Pretty certain I broke it when I was working on it and put the initialization at the top level instead of in class_schema() itself… I'll take a closer look tomorrow.

WRT asyncio, I initially thought about using contextvars [1] for this, but it's only available since 3.7 and marshmallow-dataclass still supports 3.6 so… I didn't want to use a plain global as I was afraid it would break anytime callers used it from different threads (though I'm not sure any part of the module are really used "dynamically" to create schema on the fly from e.g. generated dataclasses).

[1] https://docs.python.org/3/library/contextvars.html

I think using threading.local is fine (and more generally applicable than contextvars). I don't work with threading.local much but I think you are correct that moving where the initialization happens should probably fix this.
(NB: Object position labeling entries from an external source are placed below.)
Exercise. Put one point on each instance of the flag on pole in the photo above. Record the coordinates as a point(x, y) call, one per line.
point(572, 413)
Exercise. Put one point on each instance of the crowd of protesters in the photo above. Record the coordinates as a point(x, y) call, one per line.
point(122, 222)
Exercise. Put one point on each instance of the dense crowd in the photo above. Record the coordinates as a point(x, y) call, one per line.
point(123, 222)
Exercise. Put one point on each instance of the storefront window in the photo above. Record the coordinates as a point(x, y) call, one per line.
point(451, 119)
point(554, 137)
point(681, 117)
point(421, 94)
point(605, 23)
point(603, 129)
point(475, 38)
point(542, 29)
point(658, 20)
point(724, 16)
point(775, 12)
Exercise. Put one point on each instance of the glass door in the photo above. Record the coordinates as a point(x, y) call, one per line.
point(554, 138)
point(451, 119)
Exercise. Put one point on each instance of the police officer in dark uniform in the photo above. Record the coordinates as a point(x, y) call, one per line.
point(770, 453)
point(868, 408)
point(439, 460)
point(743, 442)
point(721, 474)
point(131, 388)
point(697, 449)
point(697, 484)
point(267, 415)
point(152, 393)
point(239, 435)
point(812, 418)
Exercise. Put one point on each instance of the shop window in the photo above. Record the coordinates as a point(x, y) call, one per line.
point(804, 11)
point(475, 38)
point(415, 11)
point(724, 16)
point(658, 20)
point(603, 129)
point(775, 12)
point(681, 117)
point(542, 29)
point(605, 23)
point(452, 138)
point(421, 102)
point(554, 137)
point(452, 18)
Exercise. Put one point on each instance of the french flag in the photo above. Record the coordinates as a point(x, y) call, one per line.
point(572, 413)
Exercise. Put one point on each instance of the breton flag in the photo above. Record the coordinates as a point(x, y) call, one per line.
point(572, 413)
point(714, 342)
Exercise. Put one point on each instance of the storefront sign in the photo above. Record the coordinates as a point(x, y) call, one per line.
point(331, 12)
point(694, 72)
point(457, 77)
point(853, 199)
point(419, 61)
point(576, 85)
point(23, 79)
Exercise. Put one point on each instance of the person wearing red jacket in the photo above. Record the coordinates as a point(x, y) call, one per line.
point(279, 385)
I also encounter this issue. I hope this is solved soon.

It looks like the fix in #191 didn't actually do the trick. I still get the same issue with the 8.5.7 release. I think whatever solution is found to work for this problem should probably get a unit test added to avoid a regression.

Ok, someone please step in, and I'll add you as a collaborator to the repo. I have just been merging PRs recently, which have each introduced new bugs, and I don't really have the time to maintain this currently.

In the meantime could you please reopen this issue until it has been resolved?

@mivade @LostInDarkMath

I've just tried to reproduce this, without success. If it's still an issue, can someone let me know what python version and requirements.txt demonstrate the problem?

I have noticed #229, but, while related, that seems to be different than what's going on here. #229 is only excercised when field_for_schema is called outside of (and before) class_schema.

In my case, the error no longer occurred.

Looks resolved to me as well.

Great! Closing (until next time 😉).